Tüm bunların yanı sıra Sayın Nedim Şener’in yazısında sözünü ettiği iddiaların gerçek dışı olduğu, Sayın Adnan Oktar ve arkadaşlarının gözaltına alınmasından bu yana geçen süre içinde –bir kısmı bugüne kadar kamuoyuyla da paylaşılmış– yüzlerce hukuki delille ortaya konmuş durumdadır. Nedim Şener’in, yazısında aktardığı sözde "şantaj kasetleri", "casusluk", "cinsel taciz", vs. gibi uydurma ve asılsız iddiaları destekleyen hiçbir somut ve her türlü şüpheden arınmış kanıt ya da bulgu yoktur.
Hepsinin ötesinde, geçmişten bugüne kadar birçok husumetli kişi ve grupların farklı tarihlerde ortaya attığı AYNI KLİŞE İFTİRALAR ÜZERİNE AÇILMIŞ VE TAKİPSİZLİKLE SONUÇLANMIŞ ONLARCA SORUŞTURMA VE BERAATLE SONUÇLANMIŞ ONLARCA DAVA DA SAYIN ADNAN OKTAR VE ARKADAŞLARININ MASUMİYETLERİNİ DEFALARCA GÖZLER ÖNÜNE SERMİŞTİR.
Biz bu gerçeklerin, aklı başında, şuurlu, sorumluluk sahibi ve ilkeli bir gazeteci olarak tanıdığımız Sayın Nedim Şener'in de bilgisi dahilinde olduğuna, ancak anlık bir öfkeye kapılarak böyle bir üsluba başvurduğuna inanmakla birlikte, hakkımızda dolaşan çeşitli önyargıları gidermek adına bu konuları kendisine hatırlatma ihtiyacı hissettik.
Kendisi de bir dönem, aynen bizler gibi iftira ve komplolara, çok ağır incitici sözlere ve ithamlara maruz kalmış, haksız yere cezaevinde aylarca tutulmuş bir kişi olarak Sayın Nedim Şener'in, bizlerin içinde bulunduğu durumu da anlayışla değerlendireceğini umuyoruz. Dolayısıyla, hakkımızdaki görüşlerini yeniden gözden geçirmesini ve elbette buna rağmen yanlış gördüğü, eleştirdiği konuları da sevgi ve saygı ölçüleri, dostluk ve kardeşlik üslubu içerisinde bizlere iletmesini istiyoruz.
Nitekim Yüce Rabbimiz de Müslümanların aralarında çekişmemelerini, dost ve kardeş olmalarını ayetlerinde şöyle buyurmaktadır:
İnkar edenler birbirlerinin dostlarıdır.
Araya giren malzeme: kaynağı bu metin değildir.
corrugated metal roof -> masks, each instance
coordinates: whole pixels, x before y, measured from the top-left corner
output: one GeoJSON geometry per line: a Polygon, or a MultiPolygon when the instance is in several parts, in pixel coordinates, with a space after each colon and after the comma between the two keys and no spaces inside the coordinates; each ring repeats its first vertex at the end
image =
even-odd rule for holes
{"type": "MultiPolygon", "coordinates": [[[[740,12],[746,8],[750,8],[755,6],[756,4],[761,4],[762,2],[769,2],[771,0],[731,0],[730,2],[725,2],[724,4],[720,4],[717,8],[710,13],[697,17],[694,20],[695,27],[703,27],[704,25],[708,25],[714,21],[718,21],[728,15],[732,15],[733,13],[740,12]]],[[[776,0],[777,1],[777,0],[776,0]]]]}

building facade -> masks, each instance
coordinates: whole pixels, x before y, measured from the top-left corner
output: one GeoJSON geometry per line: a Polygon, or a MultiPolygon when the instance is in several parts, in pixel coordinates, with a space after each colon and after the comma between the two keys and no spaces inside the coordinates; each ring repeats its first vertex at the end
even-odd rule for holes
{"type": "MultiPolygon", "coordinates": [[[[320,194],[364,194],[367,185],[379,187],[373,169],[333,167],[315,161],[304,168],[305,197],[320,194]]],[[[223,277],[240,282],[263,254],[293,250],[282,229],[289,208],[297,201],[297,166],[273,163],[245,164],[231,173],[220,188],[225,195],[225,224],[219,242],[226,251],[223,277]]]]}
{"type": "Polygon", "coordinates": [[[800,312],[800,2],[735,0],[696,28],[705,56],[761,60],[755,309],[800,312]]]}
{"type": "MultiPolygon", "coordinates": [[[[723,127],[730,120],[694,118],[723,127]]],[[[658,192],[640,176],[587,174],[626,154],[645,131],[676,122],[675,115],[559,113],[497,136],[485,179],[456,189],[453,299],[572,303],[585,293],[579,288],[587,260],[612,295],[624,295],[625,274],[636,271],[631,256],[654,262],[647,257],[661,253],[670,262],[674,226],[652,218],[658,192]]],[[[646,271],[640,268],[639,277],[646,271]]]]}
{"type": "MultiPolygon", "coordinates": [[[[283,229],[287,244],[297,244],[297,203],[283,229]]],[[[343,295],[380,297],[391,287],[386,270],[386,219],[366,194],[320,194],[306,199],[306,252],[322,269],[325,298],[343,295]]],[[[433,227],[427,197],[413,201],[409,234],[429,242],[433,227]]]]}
EĞER SİZ ARANIZDA DOST OLMAZSANIZ YERYÜZÜNDE KARGAŞA, FİTNE VE BÜYÜK BOZGUN ÇIKAR. (Enfal Suresi, 73)
Allah’a ve Resûl’üne itaat edin ve BİRBİRİNİZLE ÇEKİŞMEYİN. SONRA GEVŞERSİNİZ VE GÜCÜNÜZ, DEVLETİNİZ ELDEN GİDER. Sabırlı olun. Çünkü Allah sabredenlerle beraberdir. (Enfal Suresi, 46)
Sayın Nedim Şener gibi, her daim vatanımızın, milletimizin ve devletimizin ali çıkarlarını, ülkemizin birlik ve bütünlüğünü savunan, koruyan ve kollayan milli ve yerli kardeşleri olarak bu cennet vatanımızda hep birlikte öfke, gerginlik ve çekişmeden uzak, barış, sevgi, huzur, dostluk ve mutluluk içinde yaşamamız en büyük temennimizdir.